Historians don’t start by rewriting the whole subject from scratch. Instead, they build broadly upon the work of earlier generations. For that reason, as they are engaging in a discipline that focuses upon the workings of Time, historians often begin their studies with a historiographical review, analysing the past and present state of their chosen field. Even if one individual researcher is keen to embark upon polemical warfare with an influential precursor, it is rarely the case that the polemicist rejects absolutely everything written in earlier times. The framework of dates, events, chief protagonists, is (mainly) already fixed.

In effect, there is something like a continuous dialogue between the generations – except that it’s not a true dialogue, since earlier generations can’t answer back (and can’t adapt their views in the light of criticisms). So let me invent a word. There’s a plurilogue, across time and, simultaneously, between scholars from different cultures and traditions around the world.

But here’s an annoying discovery. I am not unique in my powers of linguistic invention. I’ve just googled ‘plurilogue’ to discover that it’s already the name of a recently-established international online journal, presenting reviews of philosophy and political science. In that case, I rally to claim instead that it’s a word whose time has come. Its parallel invention is an example of plurilogue in action.

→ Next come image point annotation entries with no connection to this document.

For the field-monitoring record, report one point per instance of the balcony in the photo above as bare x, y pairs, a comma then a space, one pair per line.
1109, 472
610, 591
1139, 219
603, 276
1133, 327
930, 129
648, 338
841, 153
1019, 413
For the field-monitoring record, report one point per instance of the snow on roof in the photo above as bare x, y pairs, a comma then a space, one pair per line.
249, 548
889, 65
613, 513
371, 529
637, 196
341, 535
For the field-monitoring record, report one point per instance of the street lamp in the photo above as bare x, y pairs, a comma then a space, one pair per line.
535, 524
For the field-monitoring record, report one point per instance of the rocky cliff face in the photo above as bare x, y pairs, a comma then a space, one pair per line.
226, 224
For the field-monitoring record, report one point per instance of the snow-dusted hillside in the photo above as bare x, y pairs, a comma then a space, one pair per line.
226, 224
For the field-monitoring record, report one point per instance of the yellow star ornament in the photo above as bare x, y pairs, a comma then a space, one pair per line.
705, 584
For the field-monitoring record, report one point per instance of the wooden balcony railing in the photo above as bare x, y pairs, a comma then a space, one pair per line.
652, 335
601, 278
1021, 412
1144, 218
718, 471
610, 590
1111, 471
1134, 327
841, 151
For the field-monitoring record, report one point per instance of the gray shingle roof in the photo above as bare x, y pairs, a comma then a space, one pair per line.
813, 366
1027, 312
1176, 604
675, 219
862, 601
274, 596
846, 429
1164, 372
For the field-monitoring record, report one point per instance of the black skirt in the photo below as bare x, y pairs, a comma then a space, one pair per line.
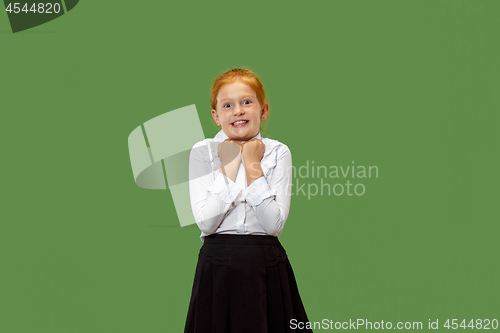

Which leads me to my last point. Historians, like the practitioners of all academic disciplines, build upon work that has gone before. Even refutations or corrections constitute a form of reconstruction. An example is the collective effort and sometimes fierce debates that it has taken, over two generations, to establish reasonably reliable figures for the extent of the state-directed murders during the Holocaust.3 Similar endeavours combine to seek accurate figures for mortality in wars, or through political purges, or as a result of epidemics – often with the useful side-effect of refuting rumours, legends and propaganda claims. In terms of knowledge, that’s progress.

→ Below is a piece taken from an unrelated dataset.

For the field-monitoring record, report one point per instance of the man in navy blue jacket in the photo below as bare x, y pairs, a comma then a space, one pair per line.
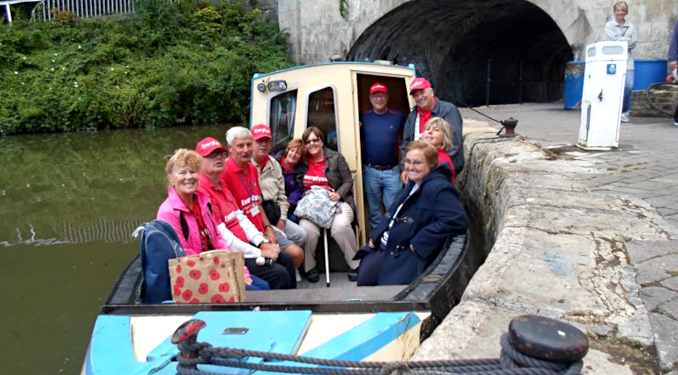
427, 107
381, 128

All the work of previous generations provides a scaffolding, which allows for new growth, development, reconfiguration, pulling down and building up. And that assessment applies not only to the work of scholars but also to the crucial input of all who work in libraries, archives, museums, art galleries, heritage associations, and everywhere that resources are preserved and curated for the use of this and future generations. Today those who are digitising historical materials are carrying out the same essential tasks in a different medium, generating wider democratic access, as well as new challenges and endless possibilities. Certainly were Denis Diderot and the Encyclopédistes living in today’s ‘Age of Wikipedia’, they would be leading the charge to put everything onto the web – and no doubt trying to enforce greater accuracy upon wikipedia.

Access to raw data alone will not, of course, make a work of history. Historians still need to grapple with their sources, with their own ideas, and with each other – as well as with their precursors. There’s a famous maxim about ‘standing on the shoulders of giants’. Reality is not so glamorous. Historians stand on the shoulders of all who went before, giant or pygmy (reputations rise and fall retrospectively too). It’s a collective thing. Plurilogue is endlessly expanding, which makes it hard work but endlessly enthralling.

1 Most historians focus upon the human past at various points during the many generations that have existed after the advent of basic literacy. But for some purposes, the subject can focus upon the entire history of the human species, incorporating the work of biologists, anthropologists, archaeologists and the misleadingly entitled ‘prehistorians’ (who study pre-literate societies), while for yet other purposes, the human past can be integrated into the history of the Earth and, indeed, the Cosmos. See e.g. D. Christian, Maps of Time: An Introduction to Big History (Berkeley, CA, 2004).